Three cool legs from the Fine City

    The “Rhinoceros Brand Cooling Water” turned out to have been manufactured in Singapore. There it is marketed under its original name: “Thee Legs Cooling Water”. On closer inspection the three-armed swastika actually consisted of three sprawling trouser-clad legs, connected at the hips. What I had bought was the export version (for the Malaysian market) of a traditional Chinese remedy against overheating.

Casts for broken limbs

    According to the “Three Legs Cooling Water” manufacturer (Wen Ken Group, Singapore), the recipe is secret, but the main ingredient is 1 g/l (= 0.1 %) of “Gypsum Fibrosum”. This is the traditional Chinese pharmaceutical name for gypsum (plaster), i.e. for calcium sulfate dihydrate (CaSO4, 2 H2O). In the traditional Yin-Yang-based Chinese medicine gypsum is “cold” by nature. Hence it is supposed to have a cooling effect on the body, restoring the Yin-Yang balance.

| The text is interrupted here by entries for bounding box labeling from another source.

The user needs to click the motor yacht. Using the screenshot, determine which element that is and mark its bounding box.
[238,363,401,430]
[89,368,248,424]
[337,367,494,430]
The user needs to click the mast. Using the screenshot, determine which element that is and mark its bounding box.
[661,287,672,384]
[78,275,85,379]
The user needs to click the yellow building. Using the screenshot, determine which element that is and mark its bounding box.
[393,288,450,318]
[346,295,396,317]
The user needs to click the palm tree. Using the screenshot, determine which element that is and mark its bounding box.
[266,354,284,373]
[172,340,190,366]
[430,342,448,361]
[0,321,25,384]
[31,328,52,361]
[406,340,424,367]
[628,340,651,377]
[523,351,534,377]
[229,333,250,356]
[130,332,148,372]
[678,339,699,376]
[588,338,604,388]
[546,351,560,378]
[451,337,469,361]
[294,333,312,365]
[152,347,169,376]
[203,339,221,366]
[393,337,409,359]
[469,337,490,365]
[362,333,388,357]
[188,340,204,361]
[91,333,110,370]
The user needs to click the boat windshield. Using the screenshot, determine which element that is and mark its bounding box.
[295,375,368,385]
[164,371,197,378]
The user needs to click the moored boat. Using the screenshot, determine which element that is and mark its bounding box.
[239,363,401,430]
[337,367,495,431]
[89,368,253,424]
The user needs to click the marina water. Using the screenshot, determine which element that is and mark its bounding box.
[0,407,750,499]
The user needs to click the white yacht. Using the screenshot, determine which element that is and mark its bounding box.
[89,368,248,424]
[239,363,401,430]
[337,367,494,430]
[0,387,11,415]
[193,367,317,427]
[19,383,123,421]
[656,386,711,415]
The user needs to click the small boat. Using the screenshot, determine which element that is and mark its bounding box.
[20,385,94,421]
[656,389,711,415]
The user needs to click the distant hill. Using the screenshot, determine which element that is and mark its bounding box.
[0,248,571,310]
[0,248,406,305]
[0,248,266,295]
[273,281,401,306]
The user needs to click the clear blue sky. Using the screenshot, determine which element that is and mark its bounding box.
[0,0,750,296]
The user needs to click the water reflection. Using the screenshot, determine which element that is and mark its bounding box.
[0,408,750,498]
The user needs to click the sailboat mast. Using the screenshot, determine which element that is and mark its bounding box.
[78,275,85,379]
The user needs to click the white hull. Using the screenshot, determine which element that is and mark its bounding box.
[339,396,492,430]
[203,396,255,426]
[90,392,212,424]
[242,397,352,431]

    In Western medicine calcium sulfate has no medicinal uses, except as plaster casts for broken limbs. It is not toxic, but in larger doses it acts as a mild laxative. The dosage can actually never be excessive, because the solubility of gypsum in water is quite limited, only 2.4 g/l (= 0.24 %).

Test of Time

    Is there any basis for assuming that Three Legs Cooling Water actually reduces body heat? Well, this depends on your outlook. Says Cheong Wing Kiat, one of the directors of the Singapore manufacturer, in an interview: "It's not like Western medicine where you can clinically try products and test them. Traditional medicines rely more on building up trust down the generations. Each generation continues to buy the preparation because ultimately they believe in the effectiveness of the product. … After 60 years in the markets, millions of consumers believe Three Legs Cooling Water has stood the test of time."

    One of these millions was obviously our driver, who felt cool and fit after imbibing his bottle of “Three Legs Cooling Water” (even if his particular bottle carried the Malay name “Rhinoceros Brand Cooling Water”). And I can never tell, because I have no need for cooling water. I’m rather in the market for firewater.

      spiregrain says: Three bent legs joined at the hip is part of the heraldic device of the Isle of Man, and a three-armed swastika is/was the symbol of Eugue Terblanche's mob in South Africa
      Apatrix says: The 'swastika' that you describe is called a triskelion.